Ambiguities, vagueness in contracts can be disastrous

Drafting construction contracts takes skill. Interpreting someone else’s contract can be equally challenging, and more so if clauses can be read to have multiple, possibly contradictory meanings. The English language can be precise, but used carelessly or deliberately, it can also be vague or ambiguous. Vagueness means that no reasonable person can figure out what the clause means. An ambiguity occurs when a contract provision has more than one meaning.

In a recent road contract, for example, there was a provision that “all potholes shall be paved.” Besides the fact that this language is foolish, it is ambiguous. One meaning is that all potholes should be filled; the opposite is that the contractor should just pave them over.

An example of vagueness is in the standard AIA A201 standard form contract. There it says that for delays, the contractor must give the owner a written notice within 21 days of the “occurrence of the event” giving rise to the delay. The phrase is almost meaningless. What is an occurrence of the event that gives rise to delay?

To avoid ambiguity and vagueness, you need to read your contract and get clarifications of fuzzy language and muddled phrases. The simpler the language, the clearer will be the understanding of the agreement.

The following examples all come from real contracts that caused actual lawsuits. Do you know what these contract provisions are saying?

1. “Paint: prime plus two finish coats on all exposed surfaces.”

The Corps of Engineers signed a contract to upgrade an enlisted men’s barracks with structural, electrical, mechanical and painting work.
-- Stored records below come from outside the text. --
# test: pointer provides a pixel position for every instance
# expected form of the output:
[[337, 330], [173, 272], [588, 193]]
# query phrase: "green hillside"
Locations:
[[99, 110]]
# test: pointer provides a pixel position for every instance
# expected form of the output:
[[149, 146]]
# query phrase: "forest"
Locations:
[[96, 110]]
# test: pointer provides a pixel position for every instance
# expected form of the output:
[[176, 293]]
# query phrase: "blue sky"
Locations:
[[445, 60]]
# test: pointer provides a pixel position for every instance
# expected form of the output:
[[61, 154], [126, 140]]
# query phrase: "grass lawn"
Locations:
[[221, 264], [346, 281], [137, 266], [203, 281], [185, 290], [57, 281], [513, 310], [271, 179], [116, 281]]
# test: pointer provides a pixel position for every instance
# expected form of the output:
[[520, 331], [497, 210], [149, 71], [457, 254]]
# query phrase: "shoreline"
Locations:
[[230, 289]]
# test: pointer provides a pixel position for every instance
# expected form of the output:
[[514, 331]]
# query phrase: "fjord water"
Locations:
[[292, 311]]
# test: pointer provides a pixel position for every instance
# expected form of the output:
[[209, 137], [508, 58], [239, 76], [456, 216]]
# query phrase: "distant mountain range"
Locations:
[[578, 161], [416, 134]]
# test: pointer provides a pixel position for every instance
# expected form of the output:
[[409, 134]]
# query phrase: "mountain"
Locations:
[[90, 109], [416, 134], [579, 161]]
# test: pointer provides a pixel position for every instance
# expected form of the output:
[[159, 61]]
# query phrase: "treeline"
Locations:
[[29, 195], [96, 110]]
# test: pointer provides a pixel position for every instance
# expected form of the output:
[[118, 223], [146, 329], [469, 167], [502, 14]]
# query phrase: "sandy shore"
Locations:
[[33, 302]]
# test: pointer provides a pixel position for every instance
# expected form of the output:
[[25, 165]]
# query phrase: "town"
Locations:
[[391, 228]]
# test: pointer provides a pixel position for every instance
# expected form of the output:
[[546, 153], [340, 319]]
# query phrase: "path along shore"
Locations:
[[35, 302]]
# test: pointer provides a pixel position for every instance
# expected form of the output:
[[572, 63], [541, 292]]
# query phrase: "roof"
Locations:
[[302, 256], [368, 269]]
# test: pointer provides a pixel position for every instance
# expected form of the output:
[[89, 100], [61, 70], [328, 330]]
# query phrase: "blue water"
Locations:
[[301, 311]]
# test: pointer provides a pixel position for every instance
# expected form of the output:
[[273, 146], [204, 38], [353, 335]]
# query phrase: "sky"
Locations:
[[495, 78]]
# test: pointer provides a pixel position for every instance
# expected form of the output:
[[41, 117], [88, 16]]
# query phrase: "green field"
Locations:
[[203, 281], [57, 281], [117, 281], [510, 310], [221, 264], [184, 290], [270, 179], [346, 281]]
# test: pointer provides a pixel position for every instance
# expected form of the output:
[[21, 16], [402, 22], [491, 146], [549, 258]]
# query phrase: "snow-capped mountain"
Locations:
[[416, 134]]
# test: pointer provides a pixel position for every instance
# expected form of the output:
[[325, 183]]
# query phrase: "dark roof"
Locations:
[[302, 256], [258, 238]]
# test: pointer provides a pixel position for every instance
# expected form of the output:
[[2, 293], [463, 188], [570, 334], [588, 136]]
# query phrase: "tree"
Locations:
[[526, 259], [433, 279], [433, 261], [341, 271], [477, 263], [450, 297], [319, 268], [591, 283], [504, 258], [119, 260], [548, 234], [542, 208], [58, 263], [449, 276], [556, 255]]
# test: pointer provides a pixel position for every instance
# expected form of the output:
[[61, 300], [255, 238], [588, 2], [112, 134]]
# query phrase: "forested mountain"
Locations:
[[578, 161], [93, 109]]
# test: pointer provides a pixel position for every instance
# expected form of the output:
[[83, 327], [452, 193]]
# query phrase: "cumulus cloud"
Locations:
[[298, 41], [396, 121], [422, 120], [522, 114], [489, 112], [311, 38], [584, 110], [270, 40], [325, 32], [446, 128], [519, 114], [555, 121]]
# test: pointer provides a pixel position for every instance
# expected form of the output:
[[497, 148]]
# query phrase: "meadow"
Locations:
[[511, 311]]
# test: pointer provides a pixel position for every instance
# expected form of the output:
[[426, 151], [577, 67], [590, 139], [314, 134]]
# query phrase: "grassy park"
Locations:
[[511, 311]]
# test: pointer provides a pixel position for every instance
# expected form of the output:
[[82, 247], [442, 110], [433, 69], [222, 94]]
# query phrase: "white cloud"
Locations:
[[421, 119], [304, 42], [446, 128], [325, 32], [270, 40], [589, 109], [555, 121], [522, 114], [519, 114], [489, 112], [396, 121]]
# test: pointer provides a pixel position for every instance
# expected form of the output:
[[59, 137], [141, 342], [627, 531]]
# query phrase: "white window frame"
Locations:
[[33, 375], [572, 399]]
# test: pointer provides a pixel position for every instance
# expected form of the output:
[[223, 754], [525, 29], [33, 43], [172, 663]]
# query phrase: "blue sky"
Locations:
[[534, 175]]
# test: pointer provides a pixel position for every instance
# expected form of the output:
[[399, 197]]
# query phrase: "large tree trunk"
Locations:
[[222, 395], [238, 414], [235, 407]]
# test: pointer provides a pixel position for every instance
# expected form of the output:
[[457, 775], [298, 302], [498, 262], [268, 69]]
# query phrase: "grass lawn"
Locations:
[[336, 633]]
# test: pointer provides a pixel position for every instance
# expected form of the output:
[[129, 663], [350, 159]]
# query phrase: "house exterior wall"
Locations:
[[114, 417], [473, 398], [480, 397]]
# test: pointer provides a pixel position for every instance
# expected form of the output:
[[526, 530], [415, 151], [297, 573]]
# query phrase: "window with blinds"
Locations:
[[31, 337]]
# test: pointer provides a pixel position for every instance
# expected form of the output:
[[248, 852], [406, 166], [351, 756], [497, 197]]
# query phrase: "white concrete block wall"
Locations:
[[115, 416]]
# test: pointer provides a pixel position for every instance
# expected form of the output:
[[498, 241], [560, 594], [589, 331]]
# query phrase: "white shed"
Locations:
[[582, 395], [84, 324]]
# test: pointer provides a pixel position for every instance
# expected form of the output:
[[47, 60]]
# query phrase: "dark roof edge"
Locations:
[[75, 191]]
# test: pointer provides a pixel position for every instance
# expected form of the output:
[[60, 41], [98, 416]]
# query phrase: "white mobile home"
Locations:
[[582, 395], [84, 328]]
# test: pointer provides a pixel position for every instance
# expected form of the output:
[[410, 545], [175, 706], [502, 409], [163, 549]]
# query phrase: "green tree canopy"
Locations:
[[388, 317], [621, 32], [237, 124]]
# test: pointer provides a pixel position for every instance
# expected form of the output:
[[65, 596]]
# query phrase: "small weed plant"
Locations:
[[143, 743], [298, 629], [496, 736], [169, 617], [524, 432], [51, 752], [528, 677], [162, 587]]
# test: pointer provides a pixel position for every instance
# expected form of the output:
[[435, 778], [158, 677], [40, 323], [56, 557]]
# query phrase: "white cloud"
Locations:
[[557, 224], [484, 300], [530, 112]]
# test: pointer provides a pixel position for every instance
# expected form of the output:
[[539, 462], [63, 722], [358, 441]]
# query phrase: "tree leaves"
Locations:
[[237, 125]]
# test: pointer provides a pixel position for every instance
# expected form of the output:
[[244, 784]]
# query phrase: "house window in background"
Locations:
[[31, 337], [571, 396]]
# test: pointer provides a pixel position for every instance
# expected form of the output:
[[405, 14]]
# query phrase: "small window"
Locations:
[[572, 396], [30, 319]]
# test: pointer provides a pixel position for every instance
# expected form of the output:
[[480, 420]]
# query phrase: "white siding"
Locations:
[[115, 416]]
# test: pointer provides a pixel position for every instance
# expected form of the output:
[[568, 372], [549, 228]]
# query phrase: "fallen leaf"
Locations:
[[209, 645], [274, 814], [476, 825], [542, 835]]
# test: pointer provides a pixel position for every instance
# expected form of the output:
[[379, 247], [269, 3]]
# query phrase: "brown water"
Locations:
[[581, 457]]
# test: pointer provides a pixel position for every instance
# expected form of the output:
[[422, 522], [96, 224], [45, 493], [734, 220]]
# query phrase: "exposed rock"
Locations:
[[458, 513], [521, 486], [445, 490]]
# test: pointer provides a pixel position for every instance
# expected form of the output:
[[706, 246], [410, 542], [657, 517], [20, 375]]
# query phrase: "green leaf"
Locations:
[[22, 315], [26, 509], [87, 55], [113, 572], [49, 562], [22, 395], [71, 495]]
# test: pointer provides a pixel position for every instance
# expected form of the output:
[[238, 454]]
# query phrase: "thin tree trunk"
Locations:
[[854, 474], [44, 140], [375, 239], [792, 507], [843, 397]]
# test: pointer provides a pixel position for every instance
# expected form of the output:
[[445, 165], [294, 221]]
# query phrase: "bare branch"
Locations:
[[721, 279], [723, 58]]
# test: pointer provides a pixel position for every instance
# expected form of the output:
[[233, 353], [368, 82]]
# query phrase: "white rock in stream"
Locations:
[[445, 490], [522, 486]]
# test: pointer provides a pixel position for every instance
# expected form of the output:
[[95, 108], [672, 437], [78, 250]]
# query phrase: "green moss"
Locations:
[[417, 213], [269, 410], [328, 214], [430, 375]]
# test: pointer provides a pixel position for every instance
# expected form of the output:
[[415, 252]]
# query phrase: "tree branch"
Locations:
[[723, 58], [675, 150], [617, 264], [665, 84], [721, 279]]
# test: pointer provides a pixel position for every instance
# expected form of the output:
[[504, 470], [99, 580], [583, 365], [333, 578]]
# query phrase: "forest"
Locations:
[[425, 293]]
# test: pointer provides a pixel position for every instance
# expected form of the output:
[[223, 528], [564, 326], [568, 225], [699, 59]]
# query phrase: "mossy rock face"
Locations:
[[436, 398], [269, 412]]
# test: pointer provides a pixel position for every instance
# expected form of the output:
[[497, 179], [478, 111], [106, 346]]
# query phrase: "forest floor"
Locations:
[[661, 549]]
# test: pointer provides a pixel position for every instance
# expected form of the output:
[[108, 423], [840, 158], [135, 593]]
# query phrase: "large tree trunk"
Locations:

Each of the two-story structures had an unfinished attic used only for storage.

The Corps took the position that as the interior of the attics had exposed surfaces, they should be primed and painted with two finish coats. The painting contractor had not included attic painting in its bid, reasoning that no work was being done in the attics, and the space was essentially unused, so it was not exposed and no painting need be done there.

If you had been the judge, how would you have ruled? Was there an ambiguity? What should the Corps do to improve its clause?

2. “The contractor shall indemnify the owner for all liens and claims.”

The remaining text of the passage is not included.